Sehari sebelum putusan, Kamis (23/2/2017), masyarakat yang berkonflik dengan korporasi tambang batu gamping dan tanah liat pun menyuarakan aspirasi melalui rapat dengar pendapat di Komisi VII.

Sebelas masyarakat difasilitasi Jatam diterima Hadi Mulyadi, Wakil Ketua Komisi VII DPR. Menurut catatan Jatam, Indoesia darutar karst. Ada 232 izin penambangan batu gamping sebagai bahan baku semen di seluruh Indonesia.

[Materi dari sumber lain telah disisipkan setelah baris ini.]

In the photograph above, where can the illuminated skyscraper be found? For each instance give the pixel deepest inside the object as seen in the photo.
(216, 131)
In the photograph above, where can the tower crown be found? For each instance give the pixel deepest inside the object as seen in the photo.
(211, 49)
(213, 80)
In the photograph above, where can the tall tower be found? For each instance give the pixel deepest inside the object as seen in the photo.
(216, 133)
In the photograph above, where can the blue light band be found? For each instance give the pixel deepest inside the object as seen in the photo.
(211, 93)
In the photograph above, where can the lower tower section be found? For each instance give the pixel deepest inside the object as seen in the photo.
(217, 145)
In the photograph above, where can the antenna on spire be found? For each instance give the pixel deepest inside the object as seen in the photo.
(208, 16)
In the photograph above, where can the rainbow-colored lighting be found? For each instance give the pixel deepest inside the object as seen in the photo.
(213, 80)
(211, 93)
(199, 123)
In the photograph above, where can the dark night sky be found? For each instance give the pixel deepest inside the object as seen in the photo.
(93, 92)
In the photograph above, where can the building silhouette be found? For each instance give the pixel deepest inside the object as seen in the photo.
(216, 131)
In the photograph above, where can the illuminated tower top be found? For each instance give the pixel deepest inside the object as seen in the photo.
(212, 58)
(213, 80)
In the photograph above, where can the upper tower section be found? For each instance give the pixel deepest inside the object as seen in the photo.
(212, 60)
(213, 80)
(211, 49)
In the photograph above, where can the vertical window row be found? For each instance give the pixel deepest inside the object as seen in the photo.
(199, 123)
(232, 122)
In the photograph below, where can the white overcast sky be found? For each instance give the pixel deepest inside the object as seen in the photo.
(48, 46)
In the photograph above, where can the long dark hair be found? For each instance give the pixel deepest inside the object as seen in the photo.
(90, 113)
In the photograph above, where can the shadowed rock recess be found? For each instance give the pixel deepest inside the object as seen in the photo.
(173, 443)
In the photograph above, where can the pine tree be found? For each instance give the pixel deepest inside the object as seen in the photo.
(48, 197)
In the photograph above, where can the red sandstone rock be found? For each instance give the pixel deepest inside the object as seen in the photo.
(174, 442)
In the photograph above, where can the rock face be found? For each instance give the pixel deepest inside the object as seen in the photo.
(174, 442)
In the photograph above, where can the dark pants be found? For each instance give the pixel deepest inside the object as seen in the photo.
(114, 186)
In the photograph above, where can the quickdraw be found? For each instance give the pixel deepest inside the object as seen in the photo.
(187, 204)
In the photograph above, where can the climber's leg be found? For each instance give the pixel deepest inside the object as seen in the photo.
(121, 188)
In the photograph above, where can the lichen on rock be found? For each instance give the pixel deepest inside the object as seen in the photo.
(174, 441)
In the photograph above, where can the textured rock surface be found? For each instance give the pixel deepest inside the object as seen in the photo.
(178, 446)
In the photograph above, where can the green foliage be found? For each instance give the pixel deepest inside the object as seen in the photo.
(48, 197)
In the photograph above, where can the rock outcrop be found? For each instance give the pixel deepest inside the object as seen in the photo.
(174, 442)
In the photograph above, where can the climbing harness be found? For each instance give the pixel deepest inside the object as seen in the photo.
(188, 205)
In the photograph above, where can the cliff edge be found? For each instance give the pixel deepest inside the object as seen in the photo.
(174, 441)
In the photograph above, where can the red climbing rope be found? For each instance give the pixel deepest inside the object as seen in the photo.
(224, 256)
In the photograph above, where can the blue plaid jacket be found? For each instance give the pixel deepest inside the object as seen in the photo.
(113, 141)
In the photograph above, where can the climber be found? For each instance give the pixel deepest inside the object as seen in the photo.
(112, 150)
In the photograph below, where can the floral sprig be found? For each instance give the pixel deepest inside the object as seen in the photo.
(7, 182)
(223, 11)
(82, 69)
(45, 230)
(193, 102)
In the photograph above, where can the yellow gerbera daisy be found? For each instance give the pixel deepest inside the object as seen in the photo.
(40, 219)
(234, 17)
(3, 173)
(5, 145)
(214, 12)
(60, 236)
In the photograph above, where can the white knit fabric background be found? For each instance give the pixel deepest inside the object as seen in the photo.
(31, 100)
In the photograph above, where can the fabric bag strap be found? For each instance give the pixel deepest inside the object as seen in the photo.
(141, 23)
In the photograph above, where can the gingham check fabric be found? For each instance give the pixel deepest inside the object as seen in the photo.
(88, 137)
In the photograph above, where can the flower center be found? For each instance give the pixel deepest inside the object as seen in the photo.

”Kami mendesak ada moratorium tambang kapur,” kata Merah. Karst memberikan penghidupan berupa sumber mata air bagi masyarakat sekitar.  Untuk itu, katanya, perlu peran DPR megawasi KESDM, BUMN dan KLHK.

Adapun perwakilan warga itu dari Sulawesi Selatan, Pati, Rembang, Kalimantan Timur, Karawang dan Tuban. Secara bergantian, perwakilan rakyat menceritakan keluh kesah mereka.

Gunarti, perwakilan masyarakat Kendeng, Jateng,  mengatakan, kehilangan Pegunungan Kendeng ini merusak semua. “Jika tetap ngotot, petani akan dikemanakan, generasi penerus pun akan kehilangan nasibnya.”

Harapan mereka sederhana, tetap ingin jadi petani dan bisa meneruskan generasi muda serta Jawa Tengah sebagai lumbung padi nusantara.

”Dalam penambangan itu ada 302 titik sejarah suku kami. Ini jadi ancaman geologi, air, identitas budaya pun akan hilang,” ucap Iwan, masyarakat ekosistem Karst Maros-Pangkep, Sulawesi Selatan.

Yudha Febrian, warga dari Karawang Jabar sudah mendapatkan dampak penambangan PT Semen Garuda. ”Mereka datang 2012, 2014, banjir melanda kabupaten kami.”

Karst di Kawarang berpengaruh pada persediaan air minum waduk Jatiluhur. ”Bayangkan jika sumber mata air itu rusak, bagaimana air minum bapak-bapak dan ibu-ibu di Jakarta? Kita manusia ekologis, yang membutuhkan air.”

Hadi Mulyadi mengatakan, aspirasi ini akan dirapatkan pada rapat pimpinan pekan mendatang. Dia merencanakan akan memanggil KESDM, KLHK dan perusahaan-perusahaan tambang terkait. Terutama mereka yang menyebabkan korban lubang tambang, konflik masyarakat dan kesusakan ekologi.

”Kami menyadari tambang di karst merusak lingkungan hidup, jika dimungkinkan ada payung hukum nanti akan dibicarakan lebih lanjut.”